What did the NLRB do?
The National Labor Relations Board has been extremely busy since late 2010 reviewing a bevy of social media policies and putting the thumbscrews to companies who, in the NLRB’s opinion, are implementing overly broad policies and chilling concerted activity.
According to their website, “The National Labor Relations Board is an independent federal agency vested with the power to safeguard employees’ rights to organize and to determine whether to have unions as their bargaining representative. The agency also acts to prevent and remedy unfair labor practices committed by private sector employers and unions.”
The NLRB ensures that employees are protected, which is a good thing. However, in the increasingly wild world of social media, we have some concerns about protecting the employer, too. Unlike the past where a disgruntled employee complained to friends or wrote a letter, today’s disgruntled employee (whether rightly so or not) takes to Facebook, Twitter, Blogs, YouTube or a host of other outlets to air his or her dirty laundry. As you know, anything posted on the Internet should be considered public – forever. That’s a real issue for companies who have legitimate concerns about keeping a positive brand presence.
According to the NLRB.gov site, “In the first ruling of its kind, a National Labor Relations Board Administrative Law Judge has found that a Buffalo nonprofit organization unlawfully discharged five employees after they posted comments on Facebook concerning working conditions, including work load and staffing issues. In short, because the employees were engaging in concerted activity about the work load and other situations at the nonprofit the judge ruled it was a conversation among employees about the terms and conditions of their employment and, thus, protected. You can read more here.
How may it affect your business?
No one knows how this will ultimately affect organizations and their social media guidelines. We do believe, however, that protecting the integrity of your businesses’ brand is paramount and that common-sense guidelines should be in place. This should include having online communication “do’s” and “don’ts” as a part of your onboarding.
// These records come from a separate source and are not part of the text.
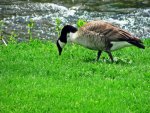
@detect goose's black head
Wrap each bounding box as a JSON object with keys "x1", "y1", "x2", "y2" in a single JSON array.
[{"x1": 56, "y1": 25, "x2": 77, "y2": 55}]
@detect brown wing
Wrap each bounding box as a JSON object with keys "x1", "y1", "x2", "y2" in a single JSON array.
[
  {"x1": 81, "y1": 21, "x2": 140, "y2": 41},
  {"x1": 80, "y1": 21, "x2": 145, "y2": 49}
]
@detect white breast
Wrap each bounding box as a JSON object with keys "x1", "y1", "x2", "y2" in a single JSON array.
[
  {"x1": 69, "y1": 32, "x2": 105, "y2": 50},
  {"x1": 69, "y1": 32, "x2": 79, "y2": 42},
  {"x1": 69, "y1": 32, "x2": 96, "y2": 49},
  {"x1": 111, "y1": 41, "x2": 132, "y2": 51}
]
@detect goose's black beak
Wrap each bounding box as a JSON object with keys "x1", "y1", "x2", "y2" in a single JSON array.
[{"x1": 56, "y1": 40, "x2": 62, "y2": 55}]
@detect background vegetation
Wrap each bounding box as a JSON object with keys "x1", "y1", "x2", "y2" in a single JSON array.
[
  {"x1": 0, "y1": 16, "x2": 150, "y2": 113},
  {"x1": 0, "y1": 38, "x2": 150, "y2": 112}
]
What does Professional Mojo recommend?
We recommend:
- Creating a brand document that encourages your employees to be evangelists for you, but to remember that everything they say about your organization is out there forever. Help them understand the gravity of their actions. This is their workplace, too. Show them when and how it’s appropriate to talk about the brand.
- Limiting the number of administrators on your accounts and ensuring you have corporate access to every online asset.
- Always keeping a transparent and open environment. Being available for complaints and taking care of concerns will decrease the likelihood that a disgruntled employee will take to the Internet.
- Finding innovative ways to empower those who want to help. Sometimes, a brand is damaged by having too many wayward profiles. A well-meaning employee may set up a rogue Facebook page. Then, the employee moves on, but the asset is still there. Help your employees know what to do and to whom they should speak if they’d like to be a part of your online communities or wish to set up additional assets.
- Monitoring your online presence. You are what the Internet says you are and catching any piece of info early is key to influencing the conversation and managing the message.
- Keeping abreast of rulings. One of the best resources we’ve found to help business folks make sense of all this is the Information Law Group website. There are other great resources, too, as well as your own legal counsel.